The large gas station on the Trinity River Levee is as well known for its inexpensive tacos, sweet corn, and convenience store items as it is for the gasoline it sells. Customers come to see it all. “It’s cool we just stopped in here for him to see the Longhorns, so it’s nice to see something different here,” Paulette Creighton-Gehrke told CBS 11 News.

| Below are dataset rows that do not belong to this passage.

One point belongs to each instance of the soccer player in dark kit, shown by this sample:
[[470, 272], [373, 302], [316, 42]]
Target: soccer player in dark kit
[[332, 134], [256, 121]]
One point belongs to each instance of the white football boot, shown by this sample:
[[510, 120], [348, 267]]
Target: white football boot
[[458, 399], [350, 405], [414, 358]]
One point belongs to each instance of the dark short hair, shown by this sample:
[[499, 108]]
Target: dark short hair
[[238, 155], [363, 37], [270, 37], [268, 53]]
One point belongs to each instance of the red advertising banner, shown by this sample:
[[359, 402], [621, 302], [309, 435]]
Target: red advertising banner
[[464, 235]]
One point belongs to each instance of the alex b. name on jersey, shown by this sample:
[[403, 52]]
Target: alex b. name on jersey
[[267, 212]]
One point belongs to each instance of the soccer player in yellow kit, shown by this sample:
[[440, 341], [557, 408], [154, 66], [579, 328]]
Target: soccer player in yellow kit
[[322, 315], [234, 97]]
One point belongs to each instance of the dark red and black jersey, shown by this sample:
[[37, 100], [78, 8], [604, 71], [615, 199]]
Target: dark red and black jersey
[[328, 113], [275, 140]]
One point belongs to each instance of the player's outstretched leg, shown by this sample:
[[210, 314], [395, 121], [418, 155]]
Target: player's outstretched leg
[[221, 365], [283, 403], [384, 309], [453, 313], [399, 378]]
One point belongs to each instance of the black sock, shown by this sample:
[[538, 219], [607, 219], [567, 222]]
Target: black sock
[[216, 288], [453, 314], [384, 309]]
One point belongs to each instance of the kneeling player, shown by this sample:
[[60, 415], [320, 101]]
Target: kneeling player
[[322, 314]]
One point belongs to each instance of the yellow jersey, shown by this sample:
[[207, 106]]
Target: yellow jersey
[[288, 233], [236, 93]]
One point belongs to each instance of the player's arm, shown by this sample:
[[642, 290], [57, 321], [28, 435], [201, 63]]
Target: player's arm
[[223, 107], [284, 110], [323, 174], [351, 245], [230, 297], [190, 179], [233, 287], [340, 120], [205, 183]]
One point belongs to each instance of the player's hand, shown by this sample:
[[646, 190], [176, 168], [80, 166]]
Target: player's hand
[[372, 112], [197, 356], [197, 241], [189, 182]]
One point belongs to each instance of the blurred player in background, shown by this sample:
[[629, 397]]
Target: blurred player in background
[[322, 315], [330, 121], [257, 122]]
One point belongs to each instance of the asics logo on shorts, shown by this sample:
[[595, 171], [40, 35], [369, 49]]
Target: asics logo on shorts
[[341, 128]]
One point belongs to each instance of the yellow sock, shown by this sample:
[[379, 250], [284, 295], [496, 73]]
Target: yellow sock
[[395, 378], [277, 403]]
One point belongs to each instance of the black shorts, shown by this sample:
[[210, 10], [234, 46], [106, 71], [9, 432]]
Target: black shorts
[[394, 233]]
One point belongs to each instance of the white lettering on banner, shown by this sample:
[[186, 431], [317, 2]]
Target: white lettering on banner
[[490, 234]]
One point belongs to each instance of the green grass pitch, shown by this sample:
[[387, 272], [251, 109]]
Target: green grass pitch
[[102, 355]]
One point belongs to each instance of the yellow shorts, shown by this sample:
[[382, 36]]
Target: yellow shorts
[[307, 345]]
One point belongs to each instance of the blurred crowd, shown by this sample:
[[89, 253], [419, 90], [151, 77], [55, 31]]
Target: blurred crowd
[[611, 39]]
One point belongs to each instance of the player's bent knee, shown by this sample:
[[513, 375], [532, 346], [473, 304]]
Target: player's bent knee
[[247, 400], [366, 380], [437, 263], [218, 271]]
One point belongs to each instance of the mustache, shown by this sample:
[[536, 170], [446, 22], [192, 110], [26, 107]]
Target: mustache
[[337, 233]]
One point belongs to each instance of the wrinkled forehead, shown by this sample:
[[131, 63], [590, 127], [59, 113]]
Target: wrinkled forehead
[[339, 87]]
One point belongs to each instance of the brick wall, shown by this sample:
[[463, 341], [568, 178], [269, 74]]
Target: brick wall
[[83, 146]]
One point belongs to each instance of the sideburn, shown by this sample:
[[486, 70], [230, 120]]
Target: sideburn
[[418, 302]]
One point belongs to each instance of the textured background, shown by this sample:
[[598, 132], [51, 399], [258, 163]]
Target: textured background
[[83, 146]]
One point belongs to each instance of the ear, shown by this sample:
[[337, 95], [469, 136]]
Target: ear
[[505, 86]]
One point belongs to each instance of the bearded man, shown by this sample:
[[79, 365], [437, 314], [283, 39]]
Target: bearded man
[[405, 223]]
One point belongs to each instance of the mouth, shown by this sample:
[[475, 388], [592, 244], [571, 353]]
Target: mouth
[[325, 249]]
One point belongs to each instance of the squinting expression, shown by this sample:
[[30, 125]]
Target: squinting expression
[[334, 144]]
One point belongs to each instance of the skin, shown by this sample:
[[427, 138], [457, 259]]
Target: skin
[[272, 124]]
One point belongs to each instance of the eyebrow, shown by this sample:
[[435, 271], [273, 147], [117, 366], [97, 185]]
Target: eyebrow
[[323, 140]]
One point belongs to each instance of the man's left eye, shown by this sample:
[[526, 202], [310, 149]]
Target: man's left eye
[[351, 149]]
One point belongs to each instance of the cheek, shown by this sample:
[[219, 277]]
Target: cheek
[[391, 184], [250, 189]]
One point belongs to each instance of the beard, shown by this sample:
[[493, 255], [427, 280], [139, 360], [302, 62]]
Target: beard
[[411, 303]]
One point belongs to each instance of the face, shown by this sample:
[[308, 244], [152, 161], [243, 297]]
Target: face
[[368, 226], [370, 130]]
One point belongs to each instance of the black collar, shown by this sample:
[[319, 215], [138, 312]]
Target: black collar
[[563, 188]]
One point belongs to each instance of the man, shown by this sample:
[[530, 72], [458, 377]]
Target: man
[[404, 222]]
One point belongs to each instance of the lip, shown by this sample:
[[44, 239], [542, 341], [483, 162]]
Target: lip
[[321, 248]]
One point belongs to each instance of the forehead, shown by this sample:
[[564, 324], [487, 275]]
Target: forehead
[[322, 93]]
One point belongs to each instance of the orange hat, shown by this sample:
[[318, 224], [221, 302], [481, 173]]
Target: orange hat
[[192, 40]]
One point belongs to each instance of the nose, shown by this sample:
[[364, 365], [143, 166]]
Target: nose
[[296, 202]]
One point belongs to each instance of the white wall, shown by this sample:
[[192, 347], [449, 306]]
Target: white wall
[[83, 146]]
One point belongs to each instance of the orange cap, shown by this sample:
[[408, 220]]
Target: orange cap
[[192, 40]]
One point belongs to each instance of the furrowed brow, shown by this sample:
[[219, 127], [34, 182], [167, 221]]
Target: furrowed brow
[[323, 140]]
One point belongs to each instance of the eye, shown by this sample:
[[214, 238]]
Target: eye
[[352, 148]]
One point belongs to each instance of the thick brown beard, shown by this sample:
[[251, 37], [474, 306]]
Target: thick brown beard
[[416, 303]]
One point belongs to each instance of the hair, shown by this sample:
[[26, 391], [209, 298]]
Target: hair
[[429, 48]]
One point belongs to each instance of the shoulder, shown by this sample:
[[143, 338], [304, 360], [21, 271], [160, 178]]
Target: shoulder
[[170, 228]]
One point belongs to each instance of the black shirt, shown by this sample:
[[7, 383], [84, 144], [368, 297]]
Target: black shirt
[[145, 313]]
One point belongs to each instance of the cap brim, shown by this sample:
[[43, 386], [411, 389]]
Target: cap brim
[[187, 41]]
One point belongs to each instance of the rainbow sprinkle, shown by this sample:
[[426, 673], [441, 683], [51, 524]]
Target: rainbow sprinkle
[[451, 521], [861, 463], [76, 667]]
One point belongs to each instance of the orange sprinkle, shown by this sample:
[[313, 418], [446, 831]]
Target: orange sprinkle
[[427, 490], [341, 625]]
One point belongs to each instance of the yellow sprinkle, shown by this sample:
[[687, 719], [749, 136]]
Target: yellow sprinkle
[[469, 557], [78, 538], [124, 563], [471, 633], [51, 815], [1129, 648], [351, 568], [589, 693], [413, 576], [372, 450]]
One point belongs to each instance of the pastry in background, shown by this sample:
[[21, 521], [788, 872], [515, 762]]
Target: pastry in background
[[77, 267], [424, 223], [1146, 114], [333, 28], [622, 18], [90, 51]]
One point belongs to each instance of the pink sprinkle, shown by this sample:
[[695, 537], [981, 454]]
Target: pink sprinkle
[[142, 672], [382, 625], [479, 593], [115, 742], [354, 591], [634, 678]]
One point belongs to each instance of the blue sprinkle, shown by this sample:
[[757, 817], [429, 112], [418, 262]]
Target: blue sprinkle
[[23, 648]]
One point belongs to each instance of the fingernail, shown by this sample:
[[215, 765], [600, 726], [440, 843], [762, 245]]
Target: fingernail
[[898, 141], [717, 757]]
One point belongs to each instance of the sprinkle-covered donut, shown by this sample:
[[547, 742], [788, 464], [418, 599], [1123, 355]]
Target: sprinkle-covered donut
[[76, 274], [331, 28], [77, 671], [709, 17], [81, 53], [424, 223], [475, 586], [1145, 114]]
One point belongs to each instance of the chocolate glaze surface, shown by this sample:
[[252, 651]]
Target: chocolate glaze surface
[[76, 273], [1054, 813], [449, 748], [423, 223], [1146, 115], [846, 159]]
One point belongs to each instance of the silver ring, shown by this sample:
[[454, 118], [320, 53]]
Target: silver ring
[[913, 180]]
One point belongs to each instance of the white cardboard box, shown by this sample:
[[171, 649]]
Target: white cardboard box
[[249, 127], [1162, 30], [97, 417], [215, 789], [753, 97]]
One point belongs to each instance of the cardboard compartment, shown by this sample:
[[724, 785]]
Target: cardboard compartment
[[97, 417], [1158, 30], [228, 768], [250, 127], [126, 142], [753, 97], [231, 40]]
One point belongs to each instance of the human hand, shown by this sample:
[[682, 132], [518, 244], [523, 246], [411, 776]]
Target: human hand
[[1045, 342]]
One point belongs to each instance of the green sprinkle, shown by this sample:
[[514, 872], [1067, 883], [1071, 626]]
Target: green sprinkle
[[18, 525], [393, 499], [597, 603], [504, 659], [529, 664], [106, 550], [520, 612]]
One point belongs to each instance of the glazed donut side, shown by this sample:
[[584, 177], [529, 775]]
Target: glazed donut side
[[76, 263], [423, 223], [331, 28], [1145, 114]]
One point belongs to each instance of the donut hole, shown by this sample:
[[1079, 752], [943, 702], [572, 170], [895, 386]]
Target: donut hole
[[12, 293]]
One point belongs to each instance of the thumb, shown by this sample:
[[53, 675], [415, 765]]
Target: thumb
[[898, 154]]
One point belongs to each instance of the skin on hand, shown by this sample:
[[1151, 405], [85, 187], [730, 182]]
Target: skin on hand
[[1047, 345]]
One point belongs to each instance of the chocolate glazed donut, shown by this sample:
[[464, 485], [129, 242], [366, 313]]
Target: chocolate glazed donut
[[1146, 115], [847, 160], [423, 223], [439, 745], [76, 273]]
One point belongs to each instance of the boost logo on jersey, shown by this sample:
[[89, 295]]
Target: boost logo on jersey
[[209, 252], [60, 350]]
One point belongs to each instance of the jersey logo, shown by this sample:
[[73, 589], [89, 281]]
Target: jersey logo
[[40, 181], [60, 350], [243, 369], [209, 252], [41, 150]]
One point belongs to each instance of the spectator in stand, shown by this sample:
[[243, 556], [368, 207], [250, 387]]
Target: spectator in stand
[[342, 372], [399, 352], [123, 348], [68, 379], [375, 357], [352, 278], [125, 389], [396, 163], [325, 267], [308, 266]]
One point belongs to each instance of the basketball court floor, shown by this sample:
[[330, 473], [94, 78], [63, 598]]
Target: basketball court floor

The last white buffalo reported in this area was a calf named Lightning Medicine Cloud, born in rural Hunt County in May of 2011. But it died less than a year later of a bacterial infection and was a source of much grieving for local Lakota Sioux. That is the one that came to mind as Judy and Rolfe Myers of Plano came by. “I’m surprised to see him (her) actually, I only knew about the one that was born…that died,” Judy told us. Husband Rolfe suggested, “Maybe they ought to have something out here that says something about the white buffalo because a lot of people really don’t realize the significance of it to certain cultures.
Benda, though, just wants to give them something to talk about. “I thought it would be so cool to have a white buffalo,” he explained, something to bring them to his store as long as they’re buying his gas. Benda, by the way, says when the calf is born it will put a cap on his herd; it’ll be ten animals, all that city code will allow him to keep.